Mainly, I wanted to read this for the overview of features, which they cover far better than any other survey I’ve seen, breaking features down into (1) word-level features, such as case, punctuation, word shape, part-of-speech, morphology, and word function, (2) list lookup features such as common words, known entities, and entity cues (e.g. “Mr.” or “Corp.”), and (3) document and corpus features, such as multiple occurrence voting, local syntactic context, document meta-information and corpus frequency information.
They also cover eval, but I think this has been rather weak in the field, so I wouldn’t get too carried away with MUC or ACE-type evals.
In my mind, this survey needs a discussion of the following techniques to be brought up to date:
- Dan Roth’s joint relation/entity model and other joint inference systems such as Finkel and Manning’s parsing/entity model (the survey does talk about Grishman and Heng’s coref/entity model)

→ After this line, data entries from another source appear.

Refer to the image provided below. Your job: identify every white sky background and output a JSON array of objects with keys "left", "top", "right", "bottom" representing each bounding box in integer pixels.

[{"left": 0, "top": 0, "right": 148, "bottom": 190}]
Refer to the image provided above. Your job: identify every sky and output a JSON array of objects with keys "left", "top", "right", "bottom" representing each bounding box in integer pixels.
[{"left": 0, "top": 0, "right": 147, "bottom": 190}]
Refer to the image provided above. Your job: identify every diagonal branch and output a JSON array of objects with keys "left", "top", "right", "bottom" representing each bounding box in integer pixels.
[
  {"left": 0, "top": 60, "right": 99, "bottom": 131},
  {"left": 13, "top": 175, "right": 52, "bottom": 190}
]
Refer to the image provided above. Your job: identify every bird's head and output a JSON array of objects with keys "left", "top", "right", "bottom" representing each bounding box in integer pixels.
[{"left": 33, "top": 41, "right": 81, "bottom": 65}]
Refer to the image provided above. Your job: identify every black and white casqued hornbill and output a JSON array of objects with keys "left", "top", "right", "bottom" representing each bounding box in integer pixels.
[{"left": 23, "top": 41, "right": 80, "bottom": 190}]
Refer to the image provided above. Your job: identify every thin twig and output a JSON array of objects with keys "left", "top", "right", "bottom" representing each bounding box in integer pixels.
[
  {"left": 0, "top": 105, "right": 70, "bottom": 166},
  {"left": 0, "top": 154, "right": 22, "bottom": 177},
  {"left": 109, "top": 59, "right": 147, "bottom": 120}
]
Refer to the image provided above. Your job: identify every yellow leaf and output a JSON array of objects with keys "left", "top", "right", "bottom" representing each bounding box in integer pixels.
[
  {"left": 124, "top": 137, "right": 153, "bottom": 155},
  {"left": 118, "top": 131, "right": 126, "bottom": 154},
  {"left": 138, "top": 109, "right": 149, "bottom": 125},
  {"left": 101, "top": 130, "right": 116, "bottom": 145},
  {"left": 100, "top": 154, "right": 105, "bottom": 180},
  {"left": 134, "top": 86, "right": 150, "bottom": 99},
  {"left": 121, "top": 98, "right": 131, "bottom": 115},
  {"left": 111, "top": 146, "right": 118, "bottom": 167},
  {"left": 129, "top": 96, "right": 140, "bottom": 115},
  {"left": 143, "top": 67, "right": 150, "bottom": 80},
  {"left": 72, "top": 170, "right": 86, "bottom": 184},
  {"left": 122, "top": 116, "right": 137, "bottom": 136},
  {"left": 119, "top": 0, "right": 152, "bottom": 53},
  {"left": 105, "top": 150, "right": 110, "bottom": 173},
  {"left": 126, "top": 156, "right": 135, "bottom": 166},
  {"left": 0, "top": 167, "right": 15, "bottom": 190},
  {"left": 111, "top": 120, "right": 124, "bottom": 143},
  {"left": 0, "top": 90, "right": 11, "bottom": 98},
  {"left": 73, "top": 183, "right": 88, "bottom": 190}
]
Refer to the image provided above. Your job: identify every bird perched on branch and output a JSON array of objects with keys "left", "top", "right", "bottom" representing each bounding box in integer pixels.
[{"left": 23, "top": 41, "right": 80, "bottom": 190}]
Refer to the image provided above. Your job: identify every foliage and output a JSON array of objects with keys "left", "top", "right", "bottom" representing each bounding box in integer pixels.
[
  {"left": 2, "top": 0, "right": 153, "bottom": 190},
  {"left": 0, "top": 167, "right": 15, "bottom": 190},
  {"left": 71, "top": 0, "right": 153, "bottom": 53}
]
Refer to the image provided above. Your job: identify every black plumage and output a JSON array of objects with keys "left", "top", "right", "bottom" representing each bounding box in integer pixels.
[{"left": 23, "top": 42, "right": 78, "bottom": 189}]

- Finkel et al.’s long-distance model with Gibbs sampling for inference
- Ando and Zhang’s feature induction method and similar clustering-type unsupervised methods
- Committee-based methods, which I’m not even sure have been used in this domain other than for mixing forward and backward Markovian models
- Domain adaptation methods, such as Finkel’s hierarchal models or Daume’s frustratingly simple adaptation
- Nested named entities, as found in the Genia corpus
- Parsing-based approaches such as Finkel and Manning’s approach to nested entities
Another thing that’d be good to include in a broader survey would be the encoding of chunking problems as tagging problems, which the Ratinov and Roth paper touched on, but didn’t explore fully.
What I liked about this paper is that it avoided categorial conclusions about what works and what doesn’t — I think the jury’s still out on that one.